• * Le Prologue de Jean

    Rubrique « La Saint-Jean à la Commanderie de Saint-Léger »…

    … à l’occasion de la Saint-Jean, ce 27 décembre 2021

    Le tout premier chapitre de l’Évangile selon saint Jean s’appelle le « Prologue ». Il est important aussi de retenir que c’est à la première page du Prologue de Jean que nous ouvrons la Bible au début de chacun de nos chapitres et que c’est sur la Bible ouverte à cette page-là que nous prêtons tous nos engagements de Novice, d’Écuyer, de Chevalier ou de Dame du Temple.

     Le Prologue de l’Évangile de Jean 

    Que penser du Prologue de Jean ? Pourquoi cet écrit est-il si important ?

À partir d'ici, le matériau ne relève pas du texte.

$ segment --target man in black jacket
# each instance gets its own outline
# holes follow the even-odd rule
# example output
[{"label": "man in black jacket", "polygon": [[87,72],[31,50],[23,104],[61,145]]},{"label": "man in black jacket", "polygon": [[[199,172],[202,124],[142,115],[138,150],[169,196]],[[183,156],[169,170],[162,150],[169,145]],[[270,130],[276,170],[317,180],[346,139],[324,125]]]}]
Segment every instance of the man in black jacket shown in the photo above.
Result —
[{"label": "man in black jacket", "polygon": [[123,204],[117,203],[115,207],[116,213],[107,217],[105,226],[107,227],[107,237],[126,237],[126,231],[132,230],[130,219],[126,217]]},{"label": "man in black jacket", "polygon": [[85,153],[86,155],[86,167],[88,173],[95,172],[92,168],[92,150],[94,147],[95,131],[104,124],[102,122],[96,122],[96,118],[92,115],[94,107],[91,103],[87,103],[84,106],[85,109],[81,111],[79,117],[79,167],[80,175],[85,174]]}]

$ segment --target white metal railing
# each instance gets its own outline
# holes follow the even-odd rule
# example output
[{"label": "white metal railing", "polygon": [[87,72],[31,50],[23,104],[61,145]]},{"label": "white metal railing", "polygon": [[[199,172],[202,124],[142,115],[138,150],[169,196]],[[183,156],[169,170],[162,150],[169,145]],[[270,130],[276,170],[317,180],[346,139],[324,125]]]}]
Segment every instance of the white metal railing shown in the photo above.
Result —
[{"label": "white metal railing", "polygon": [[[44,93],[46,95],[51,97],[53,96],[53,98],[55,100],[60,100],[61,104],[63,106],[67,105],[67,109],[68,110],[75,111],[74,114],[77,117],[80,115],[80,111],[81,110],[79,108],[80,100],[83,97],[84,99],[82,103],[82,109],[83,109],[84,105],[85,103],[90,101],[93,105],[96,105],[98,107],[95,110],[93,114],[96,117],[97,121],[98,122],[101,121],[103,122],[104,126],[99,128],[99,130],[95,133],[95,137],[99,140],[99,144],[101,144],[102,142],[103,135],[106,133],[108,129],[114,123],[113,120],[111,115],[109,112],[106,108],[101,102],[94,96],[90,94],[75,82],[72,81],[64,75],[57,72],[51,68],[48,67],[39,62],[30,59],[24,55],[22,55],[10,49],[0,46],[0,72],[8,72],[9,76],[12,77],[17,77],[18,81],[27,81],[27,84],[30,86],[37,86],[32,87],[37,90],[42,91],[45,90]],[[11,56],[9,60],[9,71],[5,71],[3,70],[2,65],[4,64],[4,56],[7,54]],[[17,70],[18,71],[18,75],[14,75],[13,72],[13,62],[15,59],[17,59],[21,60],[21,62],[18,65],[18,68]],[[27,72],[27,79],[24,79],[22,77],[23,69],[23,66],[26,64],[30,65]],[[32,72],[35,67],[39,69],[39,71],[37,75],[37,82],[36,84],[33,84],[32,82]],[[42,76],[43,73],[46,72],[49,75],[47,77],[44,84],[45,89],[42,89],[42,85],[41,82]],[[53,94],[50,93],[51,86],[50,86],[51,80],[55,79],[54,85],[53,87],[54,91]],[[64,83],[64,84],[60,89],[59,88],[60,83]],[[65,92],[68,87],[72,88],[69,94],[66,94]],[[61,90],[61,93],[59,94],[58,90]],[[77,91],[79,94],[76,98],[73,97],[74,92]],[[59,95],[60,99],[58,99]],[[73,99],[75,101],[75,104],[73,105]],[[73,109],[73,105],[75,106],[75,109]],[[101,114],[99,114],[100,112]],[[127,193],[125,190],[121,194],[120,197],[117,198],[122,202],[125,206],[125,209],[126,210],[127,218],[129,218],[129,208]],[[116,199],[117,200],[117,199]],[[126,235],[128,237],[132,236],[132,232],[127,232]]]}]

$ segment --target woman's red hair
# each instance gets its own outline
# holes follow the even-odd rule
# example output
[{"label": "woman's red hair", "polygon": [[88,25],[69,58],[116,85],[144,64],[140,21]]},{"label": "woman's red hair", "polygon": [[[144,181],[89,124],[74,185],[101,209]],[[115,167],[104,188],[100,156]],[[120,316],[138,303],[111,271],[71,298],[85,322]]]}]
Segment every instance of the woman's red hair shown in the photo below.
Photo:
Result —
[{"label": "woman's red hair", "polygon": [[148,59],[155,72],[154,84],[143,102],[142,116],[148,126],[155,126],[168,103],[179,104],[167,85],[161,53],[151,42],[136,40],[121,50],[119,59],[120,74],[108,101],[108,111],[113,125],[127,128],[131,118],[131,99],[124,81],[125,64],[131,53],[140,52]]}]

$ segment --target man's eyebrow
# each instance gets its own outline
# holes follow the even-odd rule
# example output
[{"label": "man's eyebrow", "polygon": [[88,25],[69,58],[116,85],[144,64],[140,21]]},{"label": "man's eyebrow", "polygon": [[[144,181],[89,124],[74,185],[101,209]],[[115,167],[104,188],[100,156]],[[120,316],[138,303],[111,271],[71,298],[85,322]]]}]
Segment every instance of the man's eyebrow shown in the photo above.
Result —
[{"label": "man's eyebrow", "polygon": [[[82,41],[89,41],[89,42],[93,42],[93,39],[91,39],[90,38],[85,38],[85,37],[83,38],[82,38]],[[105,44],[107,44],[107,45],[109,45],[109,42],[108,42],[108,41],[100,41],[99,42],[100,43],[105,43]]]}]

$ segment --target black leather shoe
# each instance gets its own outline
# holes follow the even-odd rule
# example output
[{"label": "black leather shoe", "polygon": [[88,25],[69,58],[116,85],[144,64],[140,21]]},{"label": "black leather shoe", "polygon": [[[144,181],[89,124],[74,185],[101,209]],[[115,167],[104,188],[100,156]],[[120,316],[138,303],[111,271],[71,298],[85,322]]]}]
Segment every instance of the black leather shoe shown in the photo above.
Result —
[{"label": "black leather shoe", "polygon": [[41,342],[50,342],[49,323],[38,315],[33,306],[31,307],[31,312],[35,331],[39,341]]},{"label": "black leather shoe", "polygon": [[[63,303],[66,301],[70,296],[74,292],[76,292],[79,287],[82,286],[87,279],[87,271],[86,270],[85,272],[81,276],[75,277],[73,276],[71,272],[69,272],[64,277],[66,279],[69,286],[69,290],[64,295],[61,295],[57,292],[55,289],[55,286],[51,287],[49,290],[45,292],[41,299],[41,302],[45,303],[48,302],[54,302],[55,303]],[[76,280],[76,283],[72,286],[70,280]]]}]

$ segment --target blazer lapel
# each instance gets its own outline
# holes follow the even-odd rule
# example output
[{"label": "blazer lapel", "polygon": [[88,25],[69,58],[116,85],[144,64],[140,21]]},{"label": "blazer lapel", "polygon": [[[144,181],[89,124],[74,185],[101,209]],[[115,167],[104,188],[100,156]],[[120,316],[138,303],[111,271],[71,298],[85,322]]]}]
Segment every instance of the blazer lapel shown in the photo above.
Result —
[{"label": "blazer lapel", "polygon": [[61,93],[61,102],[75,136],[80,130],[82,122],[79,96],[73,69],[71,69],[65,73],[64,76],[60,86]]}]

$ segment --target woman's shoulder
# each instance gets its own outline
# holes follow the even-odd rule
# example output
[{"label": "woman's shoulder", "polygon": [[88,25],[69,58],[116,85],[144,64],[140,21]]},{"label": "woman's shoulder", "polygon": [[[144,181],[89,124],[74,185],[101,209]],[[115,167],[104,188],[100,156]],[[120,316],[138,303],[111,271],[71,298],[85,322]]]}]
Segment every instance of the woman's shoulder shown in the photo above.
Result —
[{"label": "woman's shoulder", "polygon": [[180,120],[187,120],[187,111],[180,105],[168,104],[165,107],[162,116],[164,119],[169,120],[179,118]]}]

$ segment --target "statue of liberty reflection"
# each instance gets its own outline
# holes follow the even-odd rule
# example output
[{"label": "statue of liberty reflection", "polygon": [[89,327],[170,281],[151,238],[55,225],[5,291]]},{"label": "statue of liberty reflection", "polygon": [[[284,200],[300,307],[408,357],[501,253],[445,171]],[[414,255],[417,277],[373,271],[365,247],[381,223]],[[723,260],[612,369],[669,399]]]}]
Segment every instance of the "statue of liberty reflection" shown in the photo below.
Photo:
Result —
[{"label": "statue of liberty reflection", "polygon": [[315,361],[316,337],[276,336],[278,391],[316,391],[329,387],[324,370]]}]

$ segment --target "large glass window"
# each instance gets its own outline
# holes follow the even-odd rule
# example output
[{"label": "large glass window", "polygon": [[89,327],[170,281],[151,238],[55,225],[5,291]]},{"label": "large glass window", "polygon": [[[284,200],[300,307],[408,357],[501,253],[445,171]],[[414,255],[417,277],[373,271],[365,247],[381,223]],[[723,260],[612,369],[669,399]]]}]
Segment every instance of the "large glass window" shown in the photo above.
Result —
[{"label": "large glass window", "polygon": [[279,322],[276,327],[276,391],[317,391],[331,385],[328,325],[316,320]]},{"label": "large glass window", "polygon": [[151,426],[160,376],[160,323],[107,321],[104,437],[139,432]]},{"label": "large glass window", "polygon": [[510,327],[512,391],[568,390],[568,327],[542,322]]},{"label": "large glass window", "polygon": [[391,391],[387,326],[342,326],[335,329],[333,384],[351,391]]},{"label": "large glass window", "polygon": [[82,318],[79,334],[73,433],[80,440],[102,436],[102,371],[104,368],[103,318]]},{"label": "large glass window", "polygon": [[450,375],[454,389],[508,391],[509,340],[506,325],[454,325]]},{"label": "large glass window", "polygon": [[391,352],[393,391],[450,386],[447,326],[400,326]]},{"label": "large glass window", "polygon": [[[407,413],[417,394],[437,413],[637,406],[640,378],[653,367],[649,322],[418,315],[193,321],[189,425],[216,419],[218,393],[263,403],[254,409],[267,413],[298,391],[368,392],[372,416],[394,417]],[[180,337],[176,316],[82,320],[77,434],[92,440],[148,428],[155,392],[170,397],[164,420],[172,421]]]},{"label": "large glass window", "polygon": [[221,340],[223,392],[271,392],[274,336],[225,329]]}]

     * Le Prologue de Jean

    Notre Frère Axel va nous expliquer toute l’importance que nous accordons au Prologue de l’Évangile de Jean :

     Le Prologue de Jean et son importance 

    Ce que l’on appelle « Prologue de Jean » est le tout début de l’Évangile de Jean, texte magnifique, dans un style très différent du reste des évangiles : poétique, beau, profond, théologique et aussi un peu mystérieux, c’est l’un des textes qui soulèvent le plus grand nombre de questions théologiques et qui comportent de multiples enjeux.

     * Le Prologue de Jean

     Dieu est Parole et Lumière  

    Une première remarque est que Jean ne parle pas du tout de la question de la naissance de Jésus, tout comme Marc d’ailleurs et pas plus que Paul. Jean est là fort avisé : il va au-delà d’une expression mythologique de naissance plus ou moins miraculeuse pour s’intéresser au sens de la venue du Christ dans le monde d’un point de vue spirituel, c’est-à-dire théologique : qui est Jésus par rapport à Dieu, que nous révèle-t-il de lui, qui est Dieu et comment agit-il dans le monde ?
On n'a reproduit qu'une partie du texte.